The move: build the impossible out of the proven
Our neural models were trained on 3-to-8-disk puzzles — solutions of at most 255 moves. What we added is a decomposition layer: the controller recursively splits a 30-disk problem into sub-problems of at most 8 disks — the size class where competence is provable — solves each piece, proves each piece against the puzzle's rules before accepting it, and composes the results. For the 30-disk demonstrations on this page the pieces were executed by an exact solver (4,194,304 sub-problems for the full tower — each one verified); the neural committee executes the same sub-problems at the 15-disk scale, 20-for-20. The chain never has to be lucky for a billion steps — every link is checked as it's forged. It's the same discipline that runs through everything we build: never let an unverified step into the plan.

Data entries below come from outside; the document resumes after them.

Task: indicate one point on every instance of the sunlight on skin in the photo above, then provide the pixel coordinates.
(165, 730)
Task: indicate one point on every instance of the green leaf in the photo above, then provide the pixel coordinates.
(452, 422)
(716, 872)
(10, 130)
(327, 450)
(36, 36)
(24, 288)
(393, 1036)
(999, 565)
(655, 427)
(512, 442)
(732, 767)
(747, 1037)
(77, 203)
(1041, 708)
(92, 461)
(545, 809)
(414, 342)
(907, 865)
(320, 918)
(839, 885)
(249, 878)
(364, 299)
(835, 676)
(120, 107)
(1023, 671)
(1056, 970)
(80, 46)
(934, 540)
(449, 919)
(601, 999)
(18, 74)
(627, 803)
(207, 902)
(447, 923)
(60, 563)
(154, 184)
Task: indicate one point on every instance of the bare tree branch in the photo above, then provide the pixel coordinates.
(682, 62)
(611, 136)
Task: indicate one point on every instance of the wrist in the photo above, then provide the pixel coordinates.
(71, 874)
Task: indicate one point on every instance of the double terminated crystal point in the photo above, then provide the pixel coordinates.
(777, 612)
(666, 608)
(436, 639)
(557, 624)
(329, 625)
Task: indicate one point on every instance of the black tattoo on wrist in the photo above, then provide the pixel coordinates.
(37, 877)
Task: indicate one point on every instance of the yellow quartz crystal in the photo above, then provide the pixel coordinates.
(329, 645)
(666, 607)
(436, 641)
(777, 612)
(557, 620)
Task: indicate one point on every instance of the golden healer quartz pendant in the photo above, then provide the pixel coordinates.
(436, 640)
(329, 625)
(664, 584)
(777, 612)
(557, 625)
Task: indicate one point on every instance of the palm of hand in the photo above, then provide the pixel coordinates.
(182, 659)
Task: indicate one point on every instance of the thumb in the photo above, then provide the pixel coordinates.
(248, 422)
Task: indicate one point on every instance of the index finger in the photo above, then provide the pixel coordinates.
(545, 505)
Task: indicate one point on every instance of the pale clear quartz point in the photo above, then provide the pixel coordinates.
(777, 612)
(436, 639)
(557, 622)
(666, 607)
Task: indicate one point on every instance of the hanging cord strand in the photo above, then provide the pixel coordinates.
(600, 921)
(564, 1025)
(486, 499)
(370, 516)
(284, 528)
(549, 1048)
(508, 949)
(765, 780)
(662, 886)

The receipt is unusually clean, twice over. For the full tower, the optimal length is the textbook number, 2³⁰−1 — and our emitted plan matched it exactly: 1,073,741,823 moves, not one more. For the scrambled instance, the optimum is instance-specific (computable in closed form — Hinz 1989); our plan matched that too, exactly: 536,157,092 moves, ratio 1.000. (A note for careful readers: a scrambled instance's optimum is roughly half the full tower's — if you check our arithmetic against 2³⁰−1 and it looks off by 2×, that's the convention, now stated. We publish both runs' receipts.) Because the pieces are small, the full tower runs on a laptop CPU in ~9 minutes and the scrambled one in 139 seconds. For scale: the measured neural rung — full committee search per sub-problem — completes 15-disk problems 20-for-20 on a desk-side box in about an hour each. The decomposition demonstrator takes the same principle to depths no monolithic reasoner of any size has approached.
What this is actually evidence of
Not Hanoi. Nobody needs Hanoi solved — classical algorithms have done it forever. What matters is the shape of the result: an architecture that turns provable competence on 255-move pieces into provably perfect plans four million times deeper — a billion verified moves without one error accumulating. That's the property today's agentic AI conspicuously lacks — the reason multi-step agents drift, compound errors, and get capped at short horizons. Depth held here because of three choices that have nothing Hanoi-specific about them: verified steps, recoverable errors, and decomposition that turns out-of-distribution problems into compositions of in-distribution ones.
That last principle — decompose into pieces you can prove — is not Hanoi-specific: it carries into any problem you can break into steps you can verify. The tower was the proof of principle. The principle travels.